I'm glad you are liking it! I hope Davis grows! He wasn;t my favorite character but he was likable enough I suppose.


message 25: by Cathy (new)

Cathy I am finding it hard to get into this book and this is my second book after ‘fault in our stars’ by John Green.

While I am tempted to put it down thus far, I am persevering. I can see the benefits in this book as it would be fabulous to recommend to YA’s with anxiety so they have someone to connect to and for adults like me who have anxiety who never really thought how it affects other people especially those who don’t understand or have never dealt with it and are oblivious to it.

I do hope it gets better due to the many high ratings people have given it, but I do find it rather depressing when I am dealing with my own turmoils.


message 26: by Angelica (new)

Angelica Cathy wrote: "I am finding it hard to get into this book and this is my second book after ‘fault in our stars’ by John Green.

While I am tempted to put it down thus far, I am persevering. I can see the benefit..."


Maybe it's best to put it down for a while and come back to it later. While it does give a good look into anxiety and what it's like to deal with OCD it's possible that the story might not be for you. I hope you like it if you do find yourself getting through it! Don't pressure yourself to continue it at this time though, if you don't feel up to it.


message 27: by [deleted user] (new)

"Two straight white teenagers" Ever read An Abundance of Katherines? Second main character is an Arab Muslim How about Will Grayson Will Grayson? both characters are gay one written by John Green the other by famous LGBT Young Adult novelist David Levithan that just seemed a really biased statement like you haven't really read his work... Other than that yeah I agree with your review.


message 28: by Angelica (new)

Angelica Shannon wrote: ""Two straight white teenagers" Ever read An Abundance of Katherines? Second main character is an Arab Muslim How about Will Grayson Will Grayson? both characters are gay one written by John Green t..."

Sorry, if that seemed offensive in some way but all of the works I have read, or tried to read by him, TFiOS, Paper Towns, Looking for Alaska, and now TATWD, have pretty much been that way. I wrote this based on my experiences, and it seems like that's 4/6. I haven't read Will Grayson Will Grayson or an Abundance of Katherines, if I had, I might have a different opinion. Thank you for brining those two to my attention. I will change that on the post.


message 29: by Hiba (last edited Oct 25, 2017 07:01AM) (new)
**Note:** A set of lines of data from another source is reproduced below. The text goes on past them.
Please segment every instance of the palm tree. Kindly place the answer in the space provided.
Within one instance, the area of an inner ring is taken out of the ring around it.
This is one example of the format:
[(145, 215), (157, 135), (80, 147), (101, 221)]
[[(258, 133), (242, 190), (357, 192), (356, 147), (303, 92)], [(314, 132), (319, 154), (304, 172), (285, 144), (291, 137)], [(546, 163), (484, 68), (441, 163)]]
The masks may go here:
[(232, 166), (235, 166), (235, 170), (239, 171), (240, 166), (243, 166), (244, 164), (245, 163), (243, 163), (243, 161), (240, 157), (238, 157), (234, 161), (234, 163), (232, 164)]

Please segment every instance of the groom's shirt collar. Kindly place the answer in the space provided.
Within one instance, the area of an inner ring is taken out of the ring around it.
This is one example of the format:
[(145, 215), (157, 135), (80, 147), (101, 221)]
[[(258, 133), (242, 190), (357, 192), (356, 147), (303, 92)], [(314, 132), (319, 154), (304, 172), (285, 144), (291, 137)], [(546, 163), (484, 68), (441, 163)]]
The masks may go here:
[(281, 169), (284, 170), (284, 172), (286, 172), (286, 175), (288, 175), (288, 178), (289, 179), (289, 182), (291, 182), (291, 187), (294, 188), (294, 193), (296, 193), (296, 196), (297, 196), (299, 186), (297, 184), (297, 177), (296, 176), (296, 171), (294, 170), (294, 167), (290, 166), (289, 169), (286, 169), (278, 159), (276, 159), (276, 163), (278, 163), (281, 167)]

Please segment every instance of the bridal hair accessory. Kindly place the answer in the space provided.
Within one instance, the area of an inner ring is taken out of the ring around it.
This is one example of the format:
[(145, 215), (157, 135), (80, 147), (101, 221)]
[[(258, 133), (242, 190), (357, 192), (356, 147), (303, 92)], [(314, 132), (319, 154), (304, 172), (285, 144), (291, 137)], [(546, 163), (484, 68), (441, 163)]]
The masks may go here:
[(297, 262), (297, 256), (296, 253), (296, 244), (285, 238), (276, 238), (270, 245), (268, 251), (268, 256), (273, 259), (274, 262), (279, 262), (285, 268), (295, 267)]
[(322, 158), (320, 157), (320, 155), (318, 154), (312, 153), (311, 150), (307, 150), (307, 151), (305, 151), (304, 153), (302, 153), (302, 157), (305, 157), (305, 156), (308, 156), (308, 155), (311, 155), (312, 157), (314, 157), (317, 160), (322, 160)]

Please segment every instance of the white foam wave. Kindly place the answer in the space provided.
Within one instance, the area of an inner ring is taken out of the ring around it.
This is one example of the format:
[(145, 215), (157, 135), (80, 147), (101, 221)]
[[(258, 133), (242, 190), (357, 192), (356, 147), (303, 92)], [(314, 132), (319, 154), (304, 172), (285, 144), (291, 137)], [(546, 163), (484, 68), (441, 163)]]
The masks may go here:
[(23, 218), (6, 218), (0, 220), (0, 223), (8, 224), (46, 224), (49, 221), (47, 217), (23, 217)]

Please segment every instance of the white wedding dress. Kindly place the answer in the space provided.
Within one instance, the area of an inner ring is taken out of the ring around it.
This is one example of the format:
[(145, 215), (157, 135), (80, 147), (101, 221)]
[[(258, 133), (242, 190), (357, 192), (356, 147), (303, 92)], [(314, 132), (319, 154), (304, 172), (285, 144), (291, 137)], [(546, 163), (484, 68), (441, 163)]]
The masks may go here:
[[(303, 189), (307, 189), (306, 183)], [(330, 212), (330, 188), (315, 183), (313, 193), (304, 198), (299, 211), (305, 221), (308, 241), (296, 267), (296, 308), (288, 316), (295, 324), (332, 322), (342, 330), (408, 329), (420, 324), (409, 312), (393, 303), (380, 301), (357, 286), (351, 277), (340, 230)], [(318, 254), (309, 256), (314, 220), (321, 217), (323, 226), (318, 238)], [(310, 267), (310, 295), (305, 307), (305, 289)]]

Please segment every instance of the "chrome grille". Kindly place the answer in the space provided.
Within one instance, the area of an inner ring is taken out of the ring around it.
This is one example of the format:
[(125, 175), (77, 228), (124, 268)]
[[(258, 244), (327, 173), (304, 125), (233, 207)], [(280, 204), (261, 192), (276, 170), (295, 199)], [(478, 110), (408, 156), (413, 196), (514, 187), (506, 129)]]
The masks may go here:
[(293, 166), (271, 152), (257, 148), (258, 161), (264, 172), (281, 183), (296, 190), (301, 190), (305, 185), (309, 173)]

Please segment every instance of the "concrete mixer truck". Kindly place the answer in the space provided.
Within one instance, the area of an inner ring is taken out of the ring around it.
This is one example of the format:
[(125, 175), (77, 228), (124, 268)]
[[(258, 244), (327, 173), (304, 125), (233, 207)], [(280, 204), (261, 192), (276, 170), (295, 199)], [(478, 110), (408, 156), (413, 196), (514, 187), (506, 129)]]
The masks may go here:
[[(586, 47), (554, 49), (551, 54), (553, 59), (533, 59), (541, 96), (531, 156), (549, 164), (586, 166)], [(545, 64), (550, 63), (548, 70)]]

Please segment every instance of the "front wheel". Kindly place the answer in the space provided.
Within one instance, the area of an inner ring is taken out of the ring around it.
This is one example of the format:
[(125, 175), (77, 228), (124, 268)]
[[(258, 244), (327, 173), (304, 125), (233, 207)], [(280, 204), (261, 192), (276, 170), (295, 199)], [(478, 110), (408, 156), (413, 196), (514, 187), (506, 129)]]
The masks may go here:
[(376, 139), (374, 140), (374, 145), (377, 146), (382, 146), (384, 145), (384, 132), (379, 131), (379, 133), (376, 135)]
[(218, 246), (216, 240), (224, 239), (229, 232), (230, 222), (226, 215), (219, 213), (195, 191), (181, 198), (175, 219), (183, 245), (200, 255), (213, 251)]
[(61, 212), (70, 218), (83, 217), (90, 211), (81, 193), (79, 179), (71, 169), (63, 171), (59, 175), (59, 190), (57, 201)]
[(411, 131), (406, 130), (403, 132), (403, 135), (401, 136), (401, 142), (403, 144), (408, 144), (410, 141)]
Hiba Idk why but John Green's books feels as if he's trying wayyy wayyyy too hard. Great review, btw :)


message 30: by Josephine (new)

Josephine (biblioseph) Hiba wrote: "Idk why but John Green's books feels as if he's trying wayyy wayyyy too hard. Great review, btw :)"

Bruh, I have the same feeling! I liked TFIOS, but I felt that so acutely!


message 31: by Angelica (new)

Angelica Hiba wrote: "Idk why but John Green's books feels as if he's trying wayyy wayyyy too hard. Great review, btw :)"

Thanks! And that's exactly what I feel! He is putting so much effort on being deep and philosophical that it just comes across as a bit pretentious. At least in my opinion.


message 32: by Agus (new)

Agus great review! it sounds honest, I agree in most of the things you wrote! John has OCD, that's why he could portrait mental illness so real. dftba :)


message 33: by Mashal (new)

Mashal Ahmad I read it. and I honestly think that's the beauty of it to comtemplate the illness and mystry in the same plot. It gave variant to his writings I guess or it'd have been outrageously obsessive.


message 34: by Mason (new)

Mason Barge Paper Towns was good. Moral: Don't EVER see the movie first.


message 35: by Alison (new)

Alison Kraciun I agree with when you said "the book was trying too hard." In my review I had said something along the lines that it was too much for me at some parts. I totally understand what youre saying because I felt the same about having my thoughts not fully be clear or answered when reading. The part that could have some work is the fact that it needs to focus on one topic than going back and forth between different problems of the characters. Aza has a mental illness but Davis has a missing father which begins to confuse readers as well as myself. I feel as if this book was good at raw topics but not a very clear time line.